Papai. Palavra brega para ouvidos adolescentes. O cheiro de gelatina que vinha da cozinha. E agora, Aninha? De que sabor é? Aninha, que cabia no abraço daquele homem sorridente e descabelado, com camisas quadriculadas e bermudas de listas. Morango? Ai, papai, não sei. Acho que é de gelatina amarela. Qual fruta, Aninha? Maracujá! Um abraço. Pipoca com pimenta. Chega de pimenta, Aninha. Mas o papai pôs pimenta também, eu quero igual! Canta de novo, papai, canta de novo! Paquepaquepaquetá, pucopucopucolá!
Na puta que o pariu.
Que é puta?
Para de fazer pergunta.
Ela cuspiu o chiclete, ele chutou o castelo de conchinhas remanescente. Um silêncio solene de mais de um minuto. Nem piu, nem paz. E, então, o mar estalou: chuá. E ambos choraram alto. Ela furiosamente, ele convulsivamente. Tarde vermelha, estômago revirado, lembranças aos borbotões. Ah, solidão. A solidão experimentada às seis da tarde, aos cinco anos de idade, aos treze anos de idade, à beira-mar. Na ponta do precipício: isso, para vocês, é viver.
Por que ele foi embora?
Porque ele é um idiota.
Mas ele está com Deus também?
Não. Ele está na merda.
Fala a verdade! Onde está o papai?
Ele foi embora, Pedrinho. Ele não quis saber da gente. Nem de mim, de você, nem da mamãe. Esquece ele, caramba.
Os bracinhos ao longo do corpo, os pezinhos descalços e úmidos, o peito úmido, os olhos grandes e escuros e vermelhos e transbordantes, o desespero nuns quantos metros de altura, desolação, a boquinha aberta cheia de gritos doídos. As pernas ainda indecisas se de criança ou de adulta, a camiseta amarela de menina grande que não conseguia esconder os seios nascentes, o short molhado de mar e de sangue, um sangue intrometido que não tinha que estar ali naquele momento, naquele dia, naquela pessoa, naquele pedaço de universo.
Você está machucada.
Anos-luz. Algum professor tinha falado em anos-luz. A sabedoria em anos-luz.
Pois é.
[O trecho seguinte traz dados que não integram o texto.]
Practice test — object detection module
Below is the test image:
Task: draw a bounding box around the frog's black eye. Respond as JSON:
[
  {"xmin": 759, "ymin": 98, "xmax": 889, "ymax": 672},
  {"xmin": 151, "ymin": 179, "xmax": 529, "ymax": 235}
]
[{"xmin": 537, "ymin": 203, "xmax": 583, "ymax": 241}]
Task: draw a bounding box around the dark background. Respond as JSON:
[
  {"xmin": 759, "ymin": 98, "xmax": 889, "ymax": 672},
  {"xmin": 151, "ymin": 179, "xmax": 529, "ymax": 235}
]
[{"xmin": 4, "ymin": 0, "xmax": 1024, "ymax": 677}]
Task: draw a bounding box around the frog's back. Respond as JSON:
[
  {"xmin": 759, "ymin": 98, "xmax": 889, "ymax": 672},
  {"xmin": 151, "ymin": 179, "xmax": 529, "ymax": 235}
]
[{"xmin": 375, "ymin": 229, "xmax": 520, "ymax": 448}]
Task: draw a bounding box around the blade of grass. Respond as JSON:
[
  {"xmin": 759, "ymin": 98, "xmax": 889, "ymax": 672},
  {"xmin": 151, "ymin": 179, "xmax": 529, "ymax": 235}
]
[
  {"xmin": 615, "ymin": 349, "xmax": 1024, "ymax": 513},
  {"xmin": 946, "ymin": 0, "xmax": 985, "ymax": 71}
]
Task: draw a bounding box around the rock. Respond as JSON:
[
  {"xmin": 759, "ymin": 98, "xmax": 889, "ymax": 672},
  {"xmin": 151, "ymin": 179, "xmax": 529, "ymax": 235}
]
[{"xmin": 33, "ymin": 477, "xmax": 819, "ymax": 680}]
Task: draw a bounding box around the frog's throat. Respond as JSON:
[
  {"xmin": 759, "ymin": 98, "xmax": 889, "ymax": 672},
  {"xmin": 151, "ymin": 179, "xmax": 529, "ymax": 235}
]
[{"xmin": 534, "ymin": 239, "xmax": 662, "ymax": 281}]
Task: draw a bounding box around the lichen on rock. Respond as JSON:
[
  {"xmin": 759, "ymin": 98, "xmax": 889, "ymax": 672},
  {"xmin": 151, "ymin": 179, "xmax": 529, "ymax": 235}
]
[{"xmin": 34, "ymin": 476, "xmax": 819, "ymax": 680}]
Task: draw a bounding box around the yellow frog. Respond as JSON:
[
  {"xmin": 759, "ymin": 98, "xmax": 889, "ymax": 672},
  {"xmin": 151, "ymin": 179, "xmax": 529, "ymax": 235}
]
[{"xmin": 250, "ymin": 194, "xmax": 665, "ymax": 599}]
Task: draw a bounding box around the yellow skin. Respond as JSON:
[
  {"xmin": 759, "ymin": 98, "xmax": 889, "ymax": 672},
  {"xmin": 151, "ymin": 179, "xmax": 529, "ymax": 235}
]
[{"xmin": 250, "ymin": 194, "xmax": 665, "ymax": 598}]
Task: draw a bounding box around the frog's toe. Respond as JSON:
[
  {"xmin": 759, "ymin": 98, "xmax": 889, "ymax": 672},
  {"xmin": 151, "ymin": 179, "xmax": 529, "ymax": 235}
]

Estou machucada, sim.
Pedrinho foi até Ana e lhe estendeu os bracinhos. A irmã o acolheu num abraço terno e soluçante. Assim ficaram, até despontar a primeira estrela no céu.
Seu machucado dói?
Um pouquinho.
Tá ficando escuro.
A gente ficou sozinho, então?
Ficamos. Mas eu estarei sempre com você e você estará sempre comigo.
Eu sei, mas Deus não vai deixar a mamãe voltar.
Não.
Como é o nome disso?
Disso o quê?
Que a gente sente.
Agora, se fosse possível, queria aumentar o barulho do mar. Escuridão, abismo, sótão, nadez? As conchinhas dos castelos destruídos fazem crec, crec. Anoitece.
Solidão, Pedrinho. Isso se chama solidão.